Barley & Oat Chocolate Chunk Cookies with Pecans and Agave
makes 36 cookies
1 cup unsalted organic butter
3/4 cup organic Demerara cane sugar (try Florida Crystals)
1/2 cup agave nectar
2 cage free eggs
1 1/2 teaspoons vanilla
1 1/2 cups barley flour
1 1/2 cups oat flour
1/4 cup ground organic flax seed meal
1 1/2 teaspoon salt
1 teaspoon baking soda
1 cup semisweet or bittersweet chocolate chips or chunks (try E.Guittard 61% chocolate wafers)
1 cup pecans, roasted until fragrant then cooled
1. Mix the usual cookie way: cream butter, sugar and agave nectar. Add eggs and vanilla. In separate bowl, whisk flours and leavening — this step is important with oat flour, as it tends to clump. Add flour mixture to creamed butter and sugar mixture, mix to combine. Stir in chocolate chunks and pecans.

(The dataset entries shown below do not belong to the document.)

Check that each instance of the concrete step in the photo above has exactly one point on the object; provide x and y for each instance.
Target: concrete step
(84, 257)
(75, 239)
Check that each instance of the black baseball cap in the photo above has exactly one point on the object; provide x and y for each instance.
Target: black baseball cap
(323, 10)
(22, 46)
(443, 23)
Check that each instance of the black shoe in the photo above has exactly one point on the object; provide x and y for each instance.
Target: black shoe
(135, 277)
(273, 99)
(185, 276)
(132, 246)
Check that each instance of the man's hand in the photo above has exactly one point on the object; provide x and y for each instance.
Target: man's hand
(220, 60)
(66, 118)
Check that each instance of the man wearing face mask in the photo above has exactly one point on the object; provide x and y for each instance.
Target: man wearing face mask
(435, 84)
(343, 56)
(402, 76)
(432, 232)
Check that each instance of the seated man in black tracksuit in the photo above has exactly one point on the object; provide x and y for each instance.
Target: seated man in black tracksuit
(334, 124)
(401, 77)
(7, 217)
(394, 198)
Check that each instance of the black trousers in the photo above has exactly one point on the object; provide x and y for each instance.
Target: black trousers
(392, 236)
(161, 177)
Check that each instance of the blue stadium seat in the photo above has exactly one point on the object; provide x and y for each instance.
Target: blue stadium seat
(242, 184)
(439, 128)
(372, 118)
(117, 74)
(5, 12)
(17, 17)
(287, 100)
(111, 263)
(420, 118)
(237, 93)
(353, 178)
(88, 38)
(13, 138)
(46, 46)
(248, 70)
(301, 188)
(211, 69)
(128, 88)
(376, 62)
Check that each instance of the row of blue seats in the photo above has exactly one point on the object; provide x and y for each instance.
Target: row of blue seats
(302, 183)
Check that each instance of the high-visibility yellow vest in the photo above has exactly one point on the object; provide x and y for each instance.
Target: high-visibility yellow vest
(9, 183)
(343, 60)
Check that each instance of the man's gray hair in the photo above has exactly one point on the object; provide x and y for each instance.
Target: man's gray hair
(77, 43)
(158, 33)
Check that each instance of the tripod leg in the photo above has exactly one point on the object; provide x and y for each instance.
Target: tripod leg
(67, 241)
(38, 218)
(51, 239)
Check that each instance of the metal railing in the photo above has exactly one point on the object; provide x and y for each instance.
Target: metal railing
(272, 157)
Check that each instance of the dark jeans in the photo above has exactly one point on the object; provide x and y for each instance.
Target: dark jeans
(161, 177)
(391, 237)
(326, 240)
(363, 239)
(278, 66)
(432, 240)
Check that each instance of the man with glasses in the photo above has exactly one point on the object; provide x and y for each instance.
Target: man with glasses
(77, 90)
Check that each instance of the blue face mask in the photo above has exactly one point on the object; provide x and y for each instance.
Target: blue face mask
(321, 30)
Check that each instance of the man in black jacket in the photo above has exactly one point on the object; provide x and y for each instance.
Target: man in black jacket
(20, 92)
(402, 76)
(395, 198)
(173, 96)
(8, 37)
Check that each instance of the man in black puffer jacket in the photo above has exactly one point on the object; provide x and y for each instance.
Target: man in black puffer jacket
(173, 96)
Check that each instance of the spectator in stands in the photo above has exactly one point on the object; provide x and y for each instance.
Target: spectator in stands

2. Get out your plastic wrap. Aim to make 3 logs with your dough. The dough is somewhat loose, so when you put some on the plastic wrap use the plastic to help you squeeze and roll the dough into a 10-12 inch long, couple inch in diameter, log. (It doesn’t have to be exact, you’re just getting yourself set up for easy “slice and bake” later.) Transfer dough logs into the refrigerator.
3. When you want to bake the cookies, preheat oven to 375 degrees F. Line a cookie sheet pan with a silpat liner or with a sheet of baking parchment paper. Unwrap chilled dough log and slice every inch or so, trying to get 12 cookies out of each roll. Put the dough slices on the lined sheet pan, approximately 9 per pan. (Put remaining dough back in the refrigerator until its turn to bake.)

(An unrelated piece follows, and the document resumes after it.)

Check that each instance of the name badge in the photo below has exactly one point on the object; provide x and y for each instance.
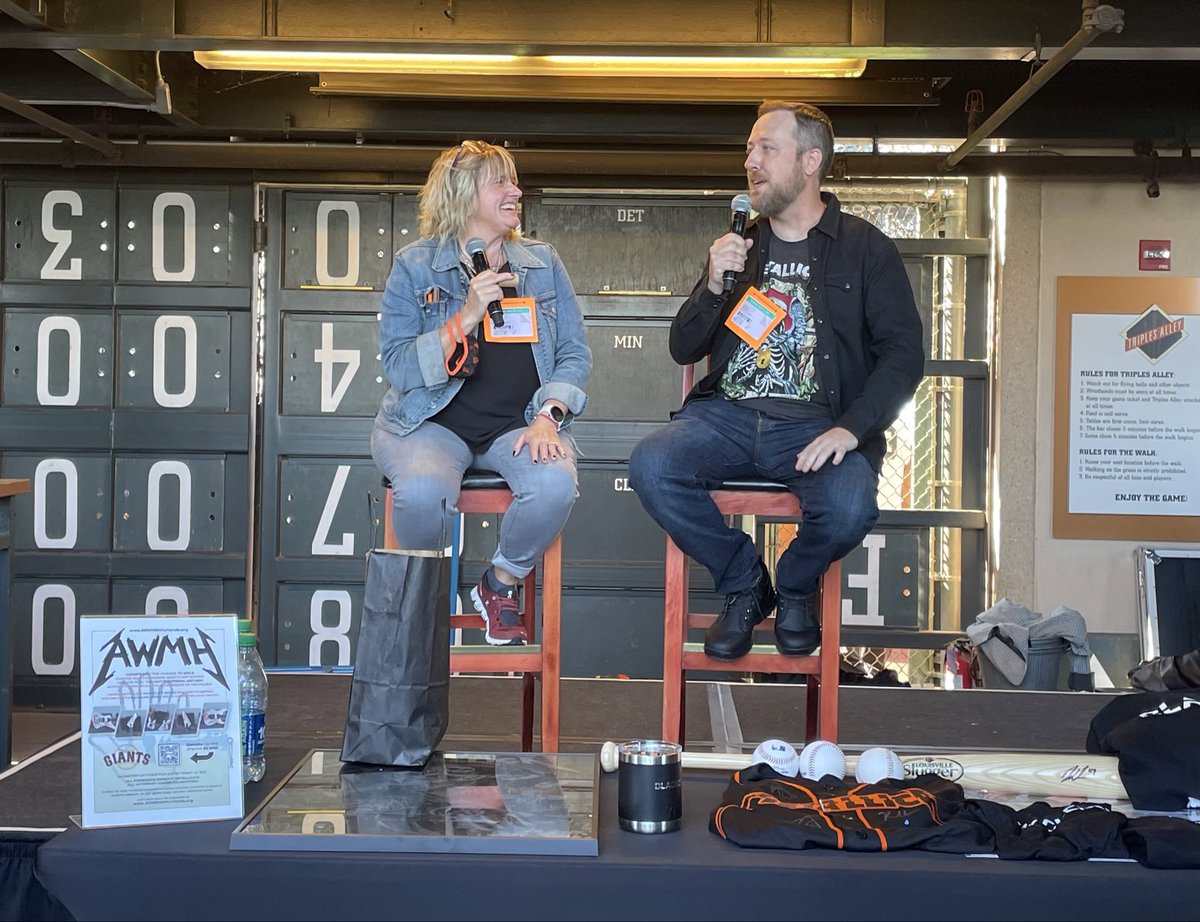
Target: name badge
(520, 322)
(754, 317)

4. Bake for 10–12 minutes or until cookies are lightly browned. Let cool on sheet pan for 5 minutes, then move cookies to a cooling rack.
Amy’s Kitchen Coach Tips
- Seek out a Demerara that is organic and unrefined, like Florida Crystals. The crystal size is larger than your usual sugar, even unrefined ones, and it works great in this cookie. If you’re like me, you’ll love how the larger crystals stay in tact and give you a crunch of sweetness in the cookie.)
- When you’re torn between “nuts” or “no nuts”, get some of each by portioning one or two rolls of dough into their plastic wrap logs before you add nuts to the remaining dough. Everybody’s happy.